TAMPA An experimental vaccine against human papillomavirus appeared to have therapeutic potential in a study of 20 women with HPV-16 positive vulvar intraepithelial neoplasia.
Treatment with the vaccine resulted in important T-cell responses in most patients after two vaccinations in the phase II study of women with histologically proven vulvar intraepithelial neoplasia (VIN). At 3 months, clinical efficacy was apparent in more than 50% of patients, and a complete response occurred in 25%, Dr. Gemma G. Kenter reported at the annual meeting of the Society of Gynecologic Oncologists.
The vaccine's design is based on long, overlapping peptides that cover the complete amino acid sequence of the HPV-16 E6 and E7 oncogenic proteins. Patients in the study were vaccinated four times at 3-week intervals. Interferon-gamma enzyme-linked immunospot (ELISPOT) analysis indicated that nearly all of the patients mounted a T-cell response to multiple regions of HPV-16 E6, and 75% did so against HPV-16 E7. These oncogenes represent the best targets for therapeutic vaccination, said Dr.

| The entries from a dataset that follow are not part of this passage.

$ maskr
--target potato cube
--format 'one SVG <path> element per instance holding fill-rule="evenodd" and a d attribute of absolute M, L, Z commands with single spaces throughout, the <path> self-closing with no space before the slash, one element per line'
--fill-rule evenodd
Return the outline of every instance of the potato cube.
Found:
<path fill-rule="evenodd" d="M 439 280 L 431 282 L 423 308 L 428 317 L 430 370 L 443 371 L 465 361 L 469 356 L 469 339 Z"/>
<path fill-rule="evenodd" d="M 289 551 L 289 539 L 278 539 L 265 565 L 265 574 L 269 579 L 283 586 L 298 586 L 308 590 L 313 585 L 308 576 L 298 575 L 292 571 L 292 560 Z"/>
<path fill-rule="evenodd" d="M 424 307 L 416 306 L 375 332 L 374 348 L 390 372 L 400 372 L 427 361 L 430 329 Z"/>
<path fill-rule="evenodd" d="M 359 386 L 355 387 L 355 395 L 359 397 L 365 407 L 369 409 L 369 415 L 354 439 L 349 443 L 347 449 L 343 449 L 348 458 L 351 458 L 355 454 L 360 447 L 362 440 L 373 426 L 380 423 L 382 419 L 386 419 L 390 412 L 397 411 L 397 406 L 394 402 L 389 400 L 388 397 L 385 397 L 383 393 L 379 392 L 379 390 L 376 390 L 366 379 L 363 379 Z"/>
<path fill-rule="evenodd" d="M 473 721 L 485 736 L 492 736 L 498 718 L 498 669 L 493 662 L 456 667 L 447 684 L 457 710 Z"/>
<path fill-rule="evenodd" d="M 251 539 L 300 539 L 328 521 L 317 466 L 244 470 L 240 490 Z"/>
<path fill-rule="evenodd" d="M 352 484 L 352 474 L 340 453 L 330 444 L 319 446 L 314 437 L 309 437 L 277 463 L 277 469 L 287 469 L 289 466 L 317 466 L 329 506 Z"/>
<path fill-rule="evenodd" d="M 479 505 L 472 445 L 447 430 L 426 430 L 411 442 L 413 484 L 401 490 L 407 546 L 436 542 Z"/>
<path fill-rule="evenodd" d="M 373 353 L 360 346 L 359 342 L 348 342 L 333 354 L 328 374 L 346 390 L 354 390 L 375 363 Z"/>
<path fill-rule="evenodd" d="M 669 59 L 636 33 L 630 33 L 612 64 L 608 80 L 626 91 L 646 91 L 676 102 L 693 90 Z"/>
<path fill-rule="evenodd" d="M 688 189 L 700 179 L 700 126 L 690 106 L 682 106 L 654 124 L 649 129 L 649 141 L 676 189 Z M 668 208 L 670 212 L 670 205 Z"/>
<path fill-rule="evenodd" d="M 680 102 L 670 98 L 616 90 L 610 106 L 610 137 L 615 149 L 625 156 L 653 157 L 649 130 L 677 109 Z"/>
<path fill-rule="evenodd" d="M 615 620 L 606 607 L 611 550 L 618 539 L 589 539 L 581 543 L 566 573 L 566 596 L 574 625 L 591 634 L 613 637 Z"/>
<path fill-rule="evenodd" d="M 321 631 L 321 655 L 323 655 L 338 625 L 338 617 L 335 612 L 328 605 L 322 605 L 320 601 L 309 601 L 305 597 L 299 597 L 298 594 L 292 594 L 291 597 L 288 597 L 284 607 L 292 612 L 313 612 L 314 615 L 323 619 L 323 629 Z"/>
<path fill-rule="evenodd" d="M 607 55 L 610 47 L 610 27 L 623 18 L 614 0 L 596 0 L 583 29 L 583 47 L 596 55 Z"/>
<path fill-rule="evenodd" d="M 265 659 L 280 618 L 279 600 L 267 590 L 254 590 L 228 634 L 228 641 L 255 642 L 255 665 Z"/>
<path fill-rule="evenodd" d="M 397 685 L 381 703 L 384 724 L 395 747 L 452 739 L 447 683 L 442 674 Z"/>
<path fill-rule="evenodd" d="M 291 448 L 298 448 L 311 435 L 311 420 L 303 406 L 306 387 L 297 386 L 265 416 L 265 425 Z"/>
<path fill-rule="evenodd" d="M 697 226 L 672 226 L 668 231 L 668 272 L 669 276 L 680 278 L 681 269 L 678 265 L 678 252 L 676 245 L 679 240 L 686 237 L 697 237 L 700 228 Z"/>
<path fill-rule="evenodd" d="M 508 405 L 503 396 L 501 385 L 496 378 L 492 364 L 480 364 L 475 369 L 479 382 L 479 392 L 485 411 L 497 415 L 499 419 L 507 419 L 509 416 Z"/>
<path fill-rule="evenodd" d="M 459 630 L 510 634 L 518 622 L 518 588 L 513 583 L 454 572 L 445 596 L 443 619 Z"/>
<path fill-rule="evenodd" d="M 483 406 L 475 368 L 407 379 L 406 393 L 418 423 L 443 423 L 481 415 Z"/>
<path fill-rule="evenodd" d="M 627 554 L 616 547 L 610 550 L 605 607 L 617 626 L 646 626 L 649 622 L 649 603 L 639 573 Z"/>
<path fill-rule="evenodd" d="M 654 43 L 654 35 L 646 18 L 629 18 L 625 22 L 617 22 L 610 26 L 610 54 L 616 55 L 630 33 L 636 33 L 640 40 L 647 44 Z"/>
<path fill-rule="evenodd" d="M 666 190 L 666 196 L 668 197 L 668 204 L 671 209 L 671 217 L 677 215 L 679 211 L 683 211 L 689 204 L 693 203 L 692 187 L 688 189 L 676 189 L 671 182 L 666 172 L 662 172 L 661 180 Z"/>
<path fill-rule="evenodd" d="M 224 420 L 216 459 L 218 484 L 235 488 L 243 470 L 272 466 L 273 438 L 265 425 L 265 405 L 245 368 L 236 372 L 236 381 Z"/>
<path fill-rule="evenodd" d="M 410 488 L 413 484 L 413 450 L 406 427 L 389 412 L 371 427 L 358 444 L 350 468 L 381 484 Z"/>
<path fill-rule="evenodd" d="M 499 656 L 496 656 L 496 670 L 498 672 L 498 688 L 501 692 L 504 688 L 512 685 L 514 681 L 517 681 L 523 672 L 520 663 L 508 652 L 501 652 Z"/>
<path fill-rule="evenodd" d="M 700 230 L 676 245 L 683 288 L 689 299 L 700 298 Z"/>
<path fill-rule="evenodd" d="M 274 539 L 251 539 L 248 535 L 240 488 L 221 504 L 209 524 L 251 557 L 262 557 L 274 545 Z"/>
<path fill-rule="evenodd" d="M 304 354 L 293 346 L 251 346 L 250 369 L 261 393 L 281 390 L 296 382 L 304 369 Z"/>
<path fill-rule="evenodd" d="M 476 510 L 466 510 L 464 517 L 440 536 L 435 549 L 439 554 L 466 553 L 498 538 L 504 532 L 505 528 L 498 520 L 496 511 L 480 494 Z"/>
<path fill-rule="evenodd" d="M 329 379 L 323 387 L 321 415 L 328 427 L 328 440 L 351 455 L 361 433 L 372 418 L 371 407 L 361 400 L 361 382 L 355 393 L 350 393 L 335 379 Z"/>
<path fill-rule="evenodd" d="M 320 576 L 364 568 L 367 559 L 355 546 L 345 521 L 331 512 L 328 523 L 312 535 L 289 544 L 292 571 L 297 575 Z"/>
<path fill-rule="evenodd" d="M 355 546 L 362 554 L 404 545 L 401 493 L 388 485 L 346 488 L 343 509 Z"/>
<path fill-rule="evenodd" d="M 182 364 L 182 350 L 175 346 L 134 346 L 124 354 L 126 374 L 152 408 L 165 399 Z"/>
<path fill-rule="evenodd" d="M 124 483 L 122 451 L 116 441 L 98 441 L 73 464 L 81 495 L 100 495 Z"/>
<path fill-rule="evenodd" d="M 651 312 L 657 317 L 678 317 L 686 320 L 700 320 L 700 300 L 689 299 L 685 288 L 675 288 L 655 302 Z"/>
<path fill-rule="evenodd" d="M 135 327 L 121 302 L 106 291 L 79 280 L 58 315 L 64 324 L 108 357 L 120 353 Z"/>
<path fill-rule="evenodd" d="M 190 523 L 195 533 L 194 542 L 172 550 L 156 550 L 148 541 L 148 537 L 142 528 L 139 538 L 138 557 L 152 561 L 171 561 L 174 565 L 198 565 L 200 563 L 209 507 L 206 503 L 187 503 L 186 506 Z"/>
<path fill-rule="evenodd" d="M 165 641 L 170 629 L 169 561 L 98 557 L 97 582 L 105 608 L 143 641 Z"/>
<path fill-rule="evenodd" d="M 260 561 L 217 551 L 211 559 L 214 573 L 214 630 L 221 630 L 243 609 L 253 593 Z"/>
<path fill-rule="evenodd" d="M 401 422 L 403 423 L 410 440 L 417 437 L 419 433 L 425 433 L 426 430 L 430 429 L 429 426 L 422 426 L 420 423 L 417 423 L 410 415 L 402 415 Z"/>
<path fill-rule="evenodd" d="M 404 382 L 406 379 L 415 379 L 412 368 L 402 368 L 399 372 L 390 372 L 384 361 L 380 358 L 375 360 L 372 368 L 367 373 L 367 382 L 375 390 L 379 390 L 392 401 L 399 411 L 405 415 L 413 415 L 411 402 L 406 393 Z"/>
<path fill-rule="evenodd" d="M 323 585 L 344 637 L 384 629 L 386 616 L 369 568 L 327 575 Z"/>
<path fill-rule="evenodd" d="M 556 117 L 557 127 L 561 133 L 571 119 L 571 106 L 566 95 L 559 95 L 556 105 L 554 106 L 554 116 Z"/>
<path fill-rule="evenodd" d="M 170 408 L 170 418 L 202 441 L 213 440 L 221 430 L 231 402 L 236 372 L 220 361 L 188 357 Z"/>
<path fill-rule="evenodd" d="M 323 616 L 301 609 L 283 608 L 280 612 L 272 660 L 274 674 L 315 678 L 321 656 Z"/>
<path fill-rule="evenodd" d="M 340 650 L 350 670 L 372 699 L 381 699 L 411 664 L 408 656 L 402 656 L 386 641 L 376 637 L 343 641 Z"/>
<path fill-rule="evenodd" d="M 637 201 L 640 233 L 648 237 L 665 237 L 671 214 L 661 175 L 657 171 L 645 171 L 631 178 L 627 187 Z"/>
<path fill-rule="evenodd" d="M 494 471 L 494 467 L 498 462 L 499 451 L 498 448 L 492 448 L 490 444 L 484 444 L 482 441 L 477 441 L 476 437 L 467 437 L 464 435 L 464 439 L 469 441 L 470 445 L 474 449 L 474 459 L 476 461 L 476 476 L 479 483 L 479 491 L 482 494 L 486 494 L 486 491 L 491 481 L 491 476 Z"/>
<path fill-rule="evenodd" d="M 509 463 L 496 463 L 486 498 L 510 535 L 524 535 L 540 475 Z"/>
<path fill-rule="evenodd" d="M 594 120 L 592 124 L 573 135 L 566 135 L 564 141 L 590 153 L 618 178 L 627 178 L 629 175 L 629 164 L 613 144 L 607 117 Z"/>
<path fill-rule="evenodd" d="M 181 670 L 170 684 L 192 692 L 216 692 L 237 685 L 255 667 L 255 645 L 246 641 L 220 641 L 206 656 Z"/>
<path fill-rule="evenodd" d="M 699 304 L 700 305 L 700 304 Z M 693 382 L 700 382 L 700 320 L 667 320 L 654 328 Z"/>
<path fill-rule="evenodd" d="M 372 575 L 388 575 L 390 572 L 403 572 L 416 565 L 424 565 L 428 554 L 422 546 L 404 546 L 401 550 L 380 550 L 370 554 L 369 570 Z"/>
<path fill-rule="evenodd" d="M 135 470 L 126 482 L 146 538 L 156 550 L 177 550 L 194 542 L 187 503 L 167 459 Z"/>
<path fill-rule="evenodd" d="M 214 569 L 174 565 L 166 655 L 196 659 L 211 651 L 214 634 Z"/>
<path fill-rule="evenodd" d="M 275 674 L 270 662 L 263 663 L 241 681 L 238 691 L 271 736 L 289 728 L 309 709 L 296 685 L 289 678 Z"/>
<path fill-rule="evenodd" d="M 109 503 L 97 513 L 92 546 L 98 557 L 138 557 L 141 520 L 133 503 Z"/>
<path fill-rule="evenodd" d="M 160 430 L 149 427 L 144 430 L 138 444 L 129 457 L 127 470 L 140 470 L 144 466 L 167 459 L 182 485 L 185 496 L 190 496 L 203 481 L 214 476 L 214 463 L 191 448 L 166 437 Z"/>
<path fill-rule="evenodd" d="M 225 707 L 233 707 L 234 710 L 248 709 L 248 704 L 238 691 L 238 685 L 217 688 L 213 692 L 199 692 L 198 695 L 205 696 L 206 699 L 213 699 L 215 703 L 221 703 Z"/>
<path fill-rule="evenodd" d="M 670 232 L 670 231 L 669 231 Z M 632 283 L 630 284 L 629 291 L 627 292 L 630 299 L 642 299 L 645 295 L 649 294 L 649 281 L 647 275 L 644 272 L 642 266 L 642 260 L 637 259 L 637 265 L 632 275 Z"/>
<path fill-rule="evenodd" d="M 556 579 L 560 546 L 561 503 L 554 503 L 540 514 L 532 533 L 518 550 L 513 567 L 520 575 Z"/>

Kenter of Leiden University (the Netherlands) Medical Center.
The natural HPV-specific E6 and E7 immune response is different in healthy patients than in infected patients, and proliferation assays in this study showed that the T-cell reactivity that was demonstrated is associated with the production of IFN-gamma and interleukin-5, similar to the cytokine profile of the HPV-16-specific memory T-cell responses observed in healthy individuals, Dr. Kenter explained.
A local immune response, namely infiltration of both the vaccination site and/or the VIN lesion by HPV-16-specific Th1 and Th2 cells, also was demonstrated.
The findings are encouraging, because HPV infection is common in young, sexually active individuals, and although most will clear the infection without developing clinical disease, some people experience a failure of the immune system in controlling the virus, and in these patients, malignancy can develop. The current study followed a phase I study in which the vaccine was found to elicit a strong HPV-16-specific T-cell response in 35 patients with end-stage cervical cancer, with no toxicity greater than grade 2 occurring.
"To our surprise, even in this patient group with end-stage disease, vaccination induced a strong type I immune response," Dr. Kenter said. A response to the E6 oncogene occurred in 90% of the patients, and a response to E7 occurred in 70%.